Donnerstag, 29. Juni 2017

Musik des Tages: Grande Messe des Morts




(Louis Hector Berlioz [1803-1869]: "Requiem. Grande messe des morts", Op. 5; WDR Sinfonieorchester, Tschechischer Philharmonischer Chor Brno, WDR Rundfunkchor, Tenor: Andrew Staples, Leitung: Jukka-Pekka Saraste, 2017)

  1. Requiem et Kyrie
  2. Dies irae
  3. Quid sum miser
  4. Rex tremendae
  5. Quaerens me
  6. Lacrimosa
  7. Offertorium
  8. Hostias
  9. Sanctus
  10. Agnus Dei

Das Milliardenspiel des Todes


Hat hier schon jemand etwas von einer Bank- und Finanzkrise gehört? Denkt mal scharf nach – das war irgendwann in ferner Vergangenheit, damals in der Weimarer Zeit oder dem Pleistozän, als Merkel & Co. den "notleidenden Banken" Milliarden Steuergelder zugeschustert haben, um den – eigentlich logischen und unausweichlichen – Zusammenbruch dieses Systems etwas aufzuschieben.
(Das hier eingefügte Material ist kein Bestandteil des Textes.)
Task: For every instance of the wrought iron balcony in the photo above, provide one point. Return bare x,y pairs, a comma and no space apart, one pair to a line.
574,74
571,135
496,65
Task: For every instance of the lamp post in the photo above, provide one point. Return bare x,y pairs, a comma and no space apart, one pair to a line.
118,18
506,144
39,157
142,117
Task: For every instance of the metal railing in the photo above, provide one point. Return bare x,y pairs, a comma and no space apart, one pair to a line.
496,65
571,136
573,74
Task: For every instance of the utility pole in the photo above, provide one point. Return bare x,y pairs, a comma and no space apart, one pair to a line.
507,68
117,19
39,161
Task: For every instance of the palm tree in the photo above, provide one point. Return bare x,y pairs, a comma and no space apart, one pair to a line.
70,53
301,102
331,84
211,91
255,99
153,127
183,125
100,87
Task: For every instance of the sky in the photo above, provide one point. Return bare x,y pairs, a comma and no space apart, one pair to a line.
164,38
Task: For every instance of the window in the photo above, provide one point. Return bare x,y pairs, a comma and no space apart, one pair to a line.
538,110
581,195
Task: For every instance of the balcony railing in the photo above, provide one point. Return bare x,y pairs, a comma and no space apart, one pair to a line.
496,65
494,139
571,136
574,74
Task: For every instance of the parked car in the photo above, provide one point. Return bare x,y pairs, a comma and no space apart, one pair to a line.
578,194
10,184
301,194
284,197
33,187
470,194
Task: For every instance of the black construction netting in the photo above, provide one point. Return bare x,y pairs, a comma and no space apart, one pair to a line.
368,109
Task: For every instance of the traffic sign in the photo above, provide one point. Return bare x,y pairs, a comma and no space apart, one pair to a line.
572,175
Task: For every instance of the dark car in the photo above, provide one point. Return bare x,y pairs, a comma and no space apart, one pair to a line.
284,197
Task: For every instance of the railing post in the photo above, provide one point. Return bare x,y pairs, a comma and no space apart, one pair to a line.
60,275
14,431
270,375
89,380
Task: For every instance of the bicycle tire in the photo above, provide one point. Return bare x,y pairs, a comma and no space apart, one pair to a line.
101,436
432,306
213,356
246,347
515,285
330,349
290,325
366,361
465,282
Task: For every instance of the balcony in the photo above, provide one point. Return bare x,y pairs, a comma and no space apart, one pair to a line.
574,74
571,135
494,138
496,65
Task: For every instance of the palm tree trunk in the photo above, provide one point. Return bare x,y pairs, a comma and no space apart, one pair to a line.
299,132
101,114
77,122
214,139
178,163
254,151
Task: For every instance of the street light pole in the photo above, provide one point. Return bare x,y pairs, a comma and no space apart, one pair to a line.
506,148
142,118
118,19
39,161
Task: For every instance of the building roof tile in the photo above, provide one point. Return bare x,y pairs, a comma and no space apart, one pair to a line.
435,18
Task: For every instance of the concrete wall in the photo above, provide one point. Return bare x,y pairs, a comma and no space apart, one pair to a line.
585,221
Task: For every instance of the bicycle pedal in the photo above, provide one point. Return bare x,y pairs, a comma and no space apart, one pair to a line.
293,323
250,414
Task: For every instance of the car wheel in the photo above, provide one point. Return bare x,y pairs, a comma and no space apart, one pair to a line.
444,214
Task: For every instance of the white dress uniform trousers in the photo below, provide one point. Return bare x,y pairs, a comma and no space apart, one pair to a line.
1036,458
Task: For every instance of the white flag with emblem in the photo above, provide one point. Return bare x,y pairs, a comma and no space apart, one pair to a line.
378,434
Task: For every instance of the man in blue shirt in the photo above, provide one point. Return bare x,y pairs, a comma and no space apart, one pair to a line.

Das liegt lange hinter uns, das betrifft uns nicht mehr, und überhaupt ist es ja nur recht und billig, wenn der Staat Notleidenden hilft, denn dazu ist er ja schließlich da, gelle.

Milliarden Euro für "notleidende Banken"

Dummerweise hat die Presse, die jene systemische Krise inzwischen längst für beendet erklärt und in eine "Staatenkrise" umgelogen hat, vergessen, dass das kannibalische System sich nicht an Propagandavorgaben hält, so dass vor einigen Tagen bei n-tv zu lesen war:

Der italienische Finanzminister Pier Carlo Padoan hat am Sonntag eine neue Finanzkrise im italienischen Bankensystem gerade noch einmal verhindert. Mit bis zu 17 Milliarden Euro Steuergeld rettet Padoan die Veneto Banca und Banca Popolare di Vicenza in der Veneto-Region in Nordostitalien. Die maroden Geldhäuser werden aufgespalten: Den guten Teil schluckt Italiens zweitgrößte Bank Intesa Sanpaolo für den symbolischen Betrag von einem Euro. Für den schlechten Teil haftet der Staat.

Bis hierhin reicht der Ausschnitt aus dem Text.